Последние годы Атлантиды - страница 2
Мать не могла сдержать улыбки, когда описывала, какой чести я удостоен. Я мог проводить время не в трудах, а в невинных забавах, и это было отрадно для неё. По крайней мере, один её ребёнок будет иметь нечто, напоминающее настоящее детство.
Много позже узнал я, что Агата упросила отца подарить ей меня в качестве если не друга, то уж компаньона точно. Ему было интересно узнать, какой инферий так привлёк внимание его дочери, вот почему эти двое пришли к нам сами.
3. Агата
Я так привязалась к Тиру, что не расставалась с ним с раннего утра до позднего вечера. Он ожидал меня за дверьми трапезной, когда я принимала пищу, и был допущен не только в дом, но и в мои комнаты. В свою хижину он возвращался только на ночь.
Обычно инферии, проживающие и работающие в господском доме, не слишком хорошо относятся к тем, кто обитает в хижинах, построенных на хозяйской земле. Они считают себя более привилегированными из-за того, что могут ночевать под одной крышей с супериями, а обитателей хижин называют бродягами. Но к Тиру не относились так, и я однажды услышала, как две кухарки беседовали о нём.
– У мальчишки такое мечтательное выражение лица. Он будто не от мира сего. Не понимаю, почему Агата с ним возится, – говорила одна другой.
Я не совсем тогда поняла, что они имели в виду. Лишь много позже я узнала, что Тира считают дурачком за его богатую фантазию и могучее воображение, не свойственное инфериям, поэтому и относятся к нему со снисхождением. Номос велит сочувствовать и помогать больным.

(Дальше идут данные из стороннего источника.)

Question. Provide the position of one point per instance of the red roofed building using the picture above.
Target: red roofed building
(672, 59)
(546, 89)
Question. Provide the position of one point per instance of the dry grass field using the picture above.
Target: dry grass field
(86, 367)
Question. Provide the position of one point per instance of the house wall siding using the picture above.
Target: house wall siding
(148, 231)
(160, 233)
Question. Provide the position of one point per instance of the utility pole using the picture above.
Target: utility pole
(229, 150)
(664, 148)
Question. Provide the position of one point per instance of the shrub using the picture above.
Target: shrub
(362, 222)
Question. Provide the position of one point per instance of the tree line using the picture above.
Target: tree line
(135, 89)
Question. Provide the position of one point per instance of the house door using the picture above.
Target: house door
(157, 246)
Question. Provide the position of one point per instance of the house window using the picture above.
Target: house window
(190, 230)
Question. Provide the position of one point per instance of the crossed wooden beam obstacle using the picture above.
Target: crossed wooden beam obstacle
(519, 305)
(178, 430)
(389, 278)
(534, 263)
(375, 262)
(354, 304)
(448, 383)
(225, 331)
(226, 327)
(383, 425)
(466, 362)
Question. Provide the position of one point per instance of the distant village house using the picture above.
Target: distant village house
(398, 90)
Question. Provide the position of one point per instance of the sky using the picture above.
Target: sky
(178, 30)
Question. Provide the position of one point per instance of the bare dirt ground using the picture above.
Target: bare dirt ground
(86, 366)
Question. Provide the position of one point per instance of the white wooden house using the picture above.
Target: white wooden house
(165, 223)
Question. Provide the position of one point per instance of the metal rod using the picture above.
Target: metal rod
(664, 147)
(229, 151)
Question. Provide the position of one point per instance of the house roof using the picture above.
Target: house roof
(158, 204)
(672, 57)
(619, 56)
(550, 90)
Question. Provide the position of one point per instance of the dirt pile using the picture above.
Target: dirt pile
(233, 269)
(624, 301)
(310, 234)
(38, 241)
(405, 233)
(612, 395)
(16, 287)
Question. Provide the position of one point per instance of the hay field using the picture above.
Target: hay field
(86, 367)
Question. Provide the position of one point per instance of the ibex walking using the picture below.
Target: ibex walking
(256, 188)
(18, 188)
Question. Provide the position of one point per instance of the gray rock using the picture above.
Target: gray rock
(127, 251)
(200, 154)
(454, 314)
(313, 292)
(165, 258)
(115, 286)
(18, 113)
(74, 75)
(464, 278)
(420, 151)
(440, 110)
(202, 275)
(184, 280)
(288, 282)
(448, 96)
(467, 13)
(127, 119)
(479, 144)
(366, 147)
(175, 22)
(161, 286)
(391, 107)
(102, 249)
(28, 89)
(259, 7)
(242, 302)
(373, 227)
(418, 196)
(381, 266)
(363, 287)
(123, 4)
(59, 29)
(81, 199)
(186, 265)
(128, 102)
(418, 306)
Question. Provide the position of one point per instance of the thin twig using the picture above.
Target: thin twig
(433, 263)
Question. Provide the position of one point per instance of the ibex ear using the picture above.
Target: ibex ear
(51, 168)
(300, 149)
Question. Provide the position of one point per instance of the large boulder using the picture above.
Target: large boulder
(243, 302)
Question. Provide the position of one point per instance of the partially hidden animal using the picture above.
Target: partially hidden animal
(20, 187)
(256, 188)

Мои родители никогда мне не отказывали. Так было и в случае, когда я попросила Тира. Они не стали удивляться моему желанию, для них раб был всего лишь очередной игрушкой, которая скоро мне надоест, а потому они не видели в нём угрозы. Моя сестра Атонейра, будущая верховная жрица солнечного бога Атона в инсульском главном храме, только окинула презрительным взглядом моего друга и фыркнула. Мы редко с ней разговаривали. Она считала, что на меня можно тратить время, только чтобы учить уму-разуму. Она сразу возненавидела Тира и терпеть не могла, когда мы вместе играли, а я любила позлить её и попадалась ей на глаза чаще, чем она того хотела.
Тир присоединялся к семье только на ночь, но не из-за меня. Я могла бы выделить ему больше свободного времени, но он не просил этого и не хотел. Он всё больше и больше отдалялся от своей матери и братьев с сёстрами по причине иного мировоззрения.
– Я не могу долго разговаривать с матерью, – признался он мне как-то раз. – Она не говорит ни о чём, кроме своих забот, своей работы. Вчера она рассказывала о ткацких станках, которые были недавно усовершенствованы на фабрике, но я сразу лёг спать, сославшись на головную боль, потому что не мог её слушать. Заботы о хлебе насущном – вот все её разговоры. Мои братья и сёстры больше не принимают меня в свои игры. Я далёк от них и потерян, потому что в их глазах встал на более высокую ступень, сопровождая тебя повсюду.
Так он частенько жаловался. Я понимала его.
Тир проводил со мной все дни напролёт. Я рассказывала ему всё, что только знала, угощала сладостями и фруктами, молоком и рыбой (прежде он ел лишь одни злаки), играла с ним в своих комнатах. Он действительно был более развит, чем другие рабы; уверена, он повидал многое, о чём его мать не подозревала.
Мой Тир всегда был готов броситься мне на помощь, он всегда был к моим услугам, и я более не представляла своей жизни без него.